Efficiency, PFC and Voltage Regulation
To test voltage regulation we load the power supply to five different load scenarios that give an equal spread of load across every single rail. So that means 20% on all rails, 40% on all rails and so on. We then calculate the average deviance of each rail from its expected voltage.
The voltage regulation is very good here, with very little deviance across various load scenarios. Some rails are around 1% out from spec, but this is well within safe tolerances and the results are reasonably consistent from 20% through to 100% loads.
Power efficiency is measured by calculating actual supplied wattage divided by the wattage drawn at the wall/plug, multiplied by 100 to give a percentage. We then compare that to the particular 80 Plus certification the company claims to see if it meets that. You can see the 80 Plus certifications below, we always test 230v power supplies.

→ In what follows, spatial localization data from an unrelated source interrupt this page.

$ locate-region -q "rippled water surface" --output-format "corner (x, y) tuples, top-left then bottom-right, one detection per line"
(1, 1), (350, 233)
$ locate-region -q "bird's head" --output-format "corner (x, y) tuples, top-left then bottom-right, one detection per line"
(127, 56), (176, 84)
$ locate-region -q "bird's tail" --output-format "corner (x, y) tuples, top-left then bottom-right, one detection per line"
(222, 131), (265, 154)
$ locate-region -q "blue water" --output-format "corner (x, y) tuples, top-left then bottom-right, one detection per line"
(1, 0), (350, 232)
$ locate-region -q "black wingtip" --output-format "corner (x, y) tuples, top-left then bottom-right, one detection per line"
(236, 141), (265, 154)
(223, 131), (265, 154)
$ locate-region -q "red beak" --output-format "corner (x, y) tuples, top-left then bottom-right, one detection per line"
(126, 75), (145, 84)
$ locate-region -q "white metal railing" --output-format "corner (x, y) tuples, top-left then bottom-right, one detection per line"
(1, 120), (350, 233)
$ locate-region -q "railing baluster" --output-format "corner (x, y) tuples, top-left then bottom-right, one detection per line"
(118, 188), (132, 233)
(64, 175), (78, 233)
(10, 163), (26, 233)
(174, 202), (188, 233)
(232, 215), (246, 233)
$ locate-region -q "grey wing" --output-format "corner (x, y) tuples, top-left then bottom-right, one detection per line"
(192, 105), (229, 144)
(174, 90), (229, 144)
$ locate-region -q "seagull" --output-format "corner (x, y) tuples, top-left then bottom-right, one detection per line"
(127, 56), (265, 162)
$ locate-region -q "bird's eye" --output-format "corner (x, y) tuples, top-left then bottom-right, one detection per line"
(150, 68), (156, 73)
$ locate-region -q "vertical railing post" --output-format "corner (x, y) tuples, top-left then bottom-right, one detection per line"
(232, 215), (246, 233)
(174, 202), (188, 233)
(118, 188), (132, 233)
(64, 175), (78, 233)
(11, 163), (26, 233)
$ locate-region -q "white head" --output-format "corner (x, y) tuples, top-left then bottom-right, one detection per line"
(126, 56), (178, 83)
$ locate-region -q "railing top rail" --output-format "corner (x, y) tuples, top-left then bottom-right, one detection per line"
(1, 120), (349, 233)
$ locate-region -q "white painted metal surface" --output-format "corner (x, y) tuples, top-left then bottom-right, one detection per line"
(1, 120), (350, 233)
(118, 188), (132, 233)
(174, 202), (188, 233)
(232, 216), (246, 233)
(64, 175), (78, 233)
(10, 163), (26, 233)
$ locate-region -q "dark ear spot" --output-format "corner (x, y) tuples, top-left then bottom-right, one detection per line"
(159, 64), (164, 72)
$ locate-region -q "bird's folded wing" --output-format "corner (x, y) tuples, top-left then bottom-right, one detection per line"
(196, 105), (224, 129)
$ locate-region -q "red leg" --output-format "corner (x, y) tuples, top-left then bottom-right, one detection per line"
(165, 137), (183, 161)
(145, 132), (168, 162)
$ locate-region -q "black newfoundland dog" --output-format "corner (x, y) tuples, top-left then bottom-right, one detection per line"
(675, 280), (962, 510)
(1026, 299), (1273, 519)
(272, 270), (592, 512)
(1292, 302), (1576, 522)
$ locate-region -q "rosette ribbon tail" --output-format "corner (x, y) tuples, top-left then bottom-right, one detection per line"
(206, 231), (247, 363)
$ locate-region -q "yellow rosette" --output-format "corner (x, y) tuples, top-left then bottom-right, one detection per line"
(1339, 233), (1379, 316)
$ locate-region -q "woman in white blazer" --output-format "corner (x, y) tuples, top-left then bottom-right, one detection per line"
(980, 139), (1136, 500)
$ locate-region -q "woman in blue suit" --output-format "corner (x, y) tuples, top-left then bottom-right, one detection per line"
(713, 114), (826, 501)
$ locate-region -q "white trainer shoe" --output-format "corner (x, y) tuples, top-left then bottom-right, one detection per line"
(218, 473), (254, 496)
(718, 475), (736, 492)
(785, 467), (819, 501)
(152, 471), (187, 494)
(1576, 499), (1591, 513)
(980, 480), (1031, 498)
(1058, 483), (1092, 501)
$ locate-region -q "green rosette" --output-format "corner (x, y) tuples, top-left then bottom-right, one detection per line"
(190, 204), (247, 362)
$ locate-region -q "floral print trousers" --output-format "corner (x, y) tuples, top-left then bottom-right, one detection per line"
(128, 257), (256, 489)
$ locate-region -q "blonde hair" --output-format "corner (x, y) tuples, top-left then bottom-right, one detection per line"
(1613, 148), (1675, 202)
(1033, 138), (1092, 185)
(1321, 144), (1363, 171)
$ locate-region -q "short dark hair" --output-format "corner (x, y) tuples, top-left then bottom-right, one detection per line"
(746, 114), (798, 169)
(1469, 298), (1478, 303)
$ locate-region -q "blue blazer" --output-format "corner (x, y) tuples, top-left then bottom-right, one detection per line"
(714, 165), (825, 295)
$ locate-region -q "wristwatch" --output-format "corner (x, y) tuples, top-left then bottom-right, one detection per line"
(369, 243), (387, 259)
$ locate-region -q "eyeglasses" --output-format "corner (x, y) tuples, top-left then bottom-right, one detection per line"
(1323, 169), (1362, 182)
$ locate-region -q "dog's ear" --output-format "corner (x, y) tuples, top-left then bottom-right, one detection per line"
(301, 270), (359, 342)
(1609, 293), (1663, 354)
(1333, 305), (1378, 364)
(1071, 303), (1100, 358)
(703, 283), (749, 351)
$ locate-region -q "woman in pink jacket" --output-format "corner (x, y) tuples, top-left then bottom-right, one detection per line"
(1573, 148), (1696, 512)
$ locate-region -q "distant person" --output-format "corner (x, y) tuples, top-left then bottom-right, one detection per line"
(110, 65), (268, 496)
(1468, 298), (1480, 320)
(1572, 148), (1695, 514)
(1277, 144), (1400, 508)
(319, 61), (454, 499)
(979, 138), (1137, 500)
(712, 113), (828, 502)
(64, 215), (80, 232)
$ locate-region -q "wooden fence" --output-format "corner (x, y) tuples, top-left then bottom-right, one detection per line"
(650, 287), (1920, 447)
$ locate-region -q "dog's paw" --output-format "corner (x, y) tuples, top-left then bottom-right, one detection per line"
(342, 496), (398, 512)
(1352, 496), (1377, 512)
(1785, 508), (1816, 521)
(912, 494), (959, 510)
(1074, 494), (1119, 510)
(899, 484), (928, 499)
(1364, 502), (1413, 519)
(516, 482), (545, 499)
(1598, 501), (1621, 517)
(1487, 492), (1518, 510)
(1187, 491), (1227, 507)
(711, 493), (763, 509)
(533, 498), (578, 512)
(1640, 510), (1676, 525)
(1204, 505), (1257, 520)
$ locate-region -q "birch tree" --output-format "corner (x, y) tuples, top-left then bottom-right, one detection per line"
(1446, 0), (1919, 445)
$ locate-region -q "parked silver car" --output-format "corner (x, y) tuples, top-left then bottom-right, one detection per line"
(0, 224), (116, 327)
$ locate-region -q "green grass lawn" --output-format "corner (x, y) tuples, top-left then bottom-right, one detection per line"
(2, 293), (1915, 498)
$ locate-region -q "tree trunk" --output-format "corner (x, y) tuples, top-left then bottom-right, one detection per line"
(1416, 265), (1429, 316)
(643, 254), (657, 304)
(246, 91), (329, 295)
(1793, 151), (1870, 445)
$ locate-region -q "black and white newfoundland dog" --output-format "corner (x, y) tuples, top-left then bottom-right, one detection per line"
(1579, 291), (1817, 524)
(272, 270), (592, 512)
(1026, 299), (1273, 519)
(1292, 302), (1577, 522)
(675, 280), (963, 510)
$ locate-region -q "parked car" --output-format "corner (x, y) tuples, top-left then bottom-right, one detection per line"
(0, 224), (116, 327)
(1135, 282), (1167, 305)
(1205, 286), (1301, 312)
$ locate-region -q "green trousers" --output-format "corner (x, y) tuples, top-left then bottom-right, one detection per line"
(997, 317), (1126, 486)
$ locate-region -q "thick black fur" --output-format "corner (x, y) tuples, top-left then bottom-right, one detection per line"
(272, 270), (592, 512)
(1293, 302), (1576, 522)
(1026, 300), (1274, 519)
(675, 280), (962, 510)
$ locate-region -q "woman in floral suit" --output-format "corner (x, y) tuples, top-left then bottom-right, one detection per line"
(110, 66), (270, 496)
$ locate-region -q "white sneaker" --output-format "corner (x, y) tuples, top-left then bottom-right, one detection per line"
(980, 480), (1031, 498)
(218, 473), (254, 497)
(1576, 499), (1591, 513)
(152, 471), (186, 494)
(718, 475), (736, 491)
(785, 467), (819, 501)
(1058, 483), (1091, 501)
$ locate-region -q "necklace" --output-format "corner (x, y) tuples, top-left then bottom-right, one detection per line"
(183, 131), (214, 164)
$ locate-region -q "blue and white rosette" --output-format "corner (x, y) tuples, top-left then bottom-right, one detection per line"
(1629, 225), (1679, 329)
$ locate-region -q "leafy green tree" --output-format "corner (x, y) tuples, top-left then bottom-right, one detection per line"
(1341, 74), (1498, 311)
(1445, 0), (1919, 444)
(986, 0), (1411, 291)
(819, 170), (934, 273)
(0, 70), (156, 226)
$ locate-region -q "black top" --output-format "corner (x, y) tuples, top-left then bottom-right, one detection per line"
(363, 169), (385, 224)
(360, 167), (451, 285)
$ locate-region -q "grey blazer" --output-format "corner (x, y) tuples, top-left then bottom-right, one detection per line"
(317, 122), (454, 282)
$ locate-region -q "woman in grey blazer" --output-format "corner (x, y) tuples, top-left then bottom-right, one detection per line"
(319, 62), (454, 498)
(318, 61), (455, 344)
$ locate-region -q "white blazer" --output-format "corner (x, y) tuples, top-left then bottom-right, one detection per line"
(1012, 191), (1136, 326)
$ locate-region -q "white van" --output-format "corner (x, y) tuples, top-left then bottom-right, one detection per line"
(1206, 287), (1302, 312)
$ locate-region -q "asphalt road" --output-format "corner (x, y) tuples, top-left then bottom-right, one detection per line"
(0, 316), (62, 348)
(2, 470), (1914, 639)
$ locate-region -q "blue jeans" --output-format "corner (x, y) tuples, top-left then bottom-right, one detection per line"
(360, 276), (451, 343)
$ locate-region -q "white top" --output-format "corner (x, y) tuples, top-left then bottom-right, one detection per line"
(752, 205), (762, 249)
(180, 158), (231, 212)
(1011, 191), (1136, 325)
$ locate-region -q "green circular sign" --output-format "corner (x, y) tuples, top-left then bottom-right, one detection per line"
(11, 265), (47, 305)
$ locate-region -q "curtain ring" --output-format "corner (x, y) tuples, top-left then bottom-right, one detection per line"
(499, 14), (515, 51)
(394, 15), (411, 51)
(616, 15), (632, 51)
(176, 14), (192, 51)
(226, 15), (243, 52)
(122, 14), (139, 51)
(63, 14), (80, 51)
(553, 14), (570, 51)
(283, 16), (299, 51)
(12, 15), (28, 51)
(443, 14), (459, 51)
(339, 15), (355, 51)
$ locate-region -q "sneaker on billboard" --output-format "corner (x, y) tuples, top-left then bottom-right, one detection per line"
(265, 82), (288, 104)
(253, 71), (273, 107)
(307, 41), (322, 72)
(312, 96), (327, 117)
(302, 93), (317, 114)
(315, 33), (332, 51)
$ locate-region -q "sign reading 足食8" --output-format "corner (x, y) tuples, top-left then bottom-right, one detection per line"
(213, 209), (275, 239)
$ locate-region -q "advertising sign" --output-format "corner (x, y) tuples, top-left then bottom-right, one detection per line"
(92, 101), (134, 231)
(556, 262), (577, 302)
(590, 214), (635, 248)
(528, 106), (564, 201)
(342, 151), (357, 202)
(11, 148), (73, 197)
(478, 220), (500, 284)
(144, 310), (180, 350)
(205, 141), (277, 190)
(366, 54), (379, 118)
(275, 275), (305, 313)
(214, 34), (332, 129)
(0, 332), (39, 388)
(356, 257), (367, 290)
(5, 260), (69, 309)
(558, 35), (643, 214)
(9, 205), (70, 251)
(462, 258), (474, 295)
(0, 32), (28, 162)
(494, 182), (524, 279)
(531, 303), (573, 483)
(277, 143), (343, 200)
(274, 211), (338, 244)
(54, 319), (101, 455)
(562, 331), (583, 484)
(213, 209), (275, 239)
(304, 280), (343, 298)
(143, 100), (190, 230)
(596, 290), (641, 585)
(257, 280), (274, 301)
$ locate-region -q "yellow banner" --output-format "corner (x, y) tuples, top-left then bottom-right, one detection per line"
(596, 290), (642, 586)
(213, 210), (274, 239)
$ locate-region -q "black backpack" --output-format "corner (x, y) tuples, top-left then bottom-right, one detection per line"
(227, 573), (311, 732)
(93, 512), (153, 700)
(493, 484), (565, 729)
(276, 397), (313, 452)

The 80 Plus Gold rating delivered right on its promise, delivering exactly what we would have expected across all loads.
Power Factor Correction
Power Factor Correction is the ratio of the real power flowing to the load, to the apparent power in the circuit. The aim of PFC is to make the load circuitry that is power factor corrected appear purely resistive (apparent power equal to real power). In this case, the voltage and current are in phase and the reactive power consumption is zero. The closer the number to one the better as this allows the most efficient delivery of electrical power (Source – Wikipedia).
Being a Seasonic unit, I was expecting this result to be good and sure enough, it hasn’t disappointed one bit, this as good as any PSU I’ve ever tested has done, a very good result.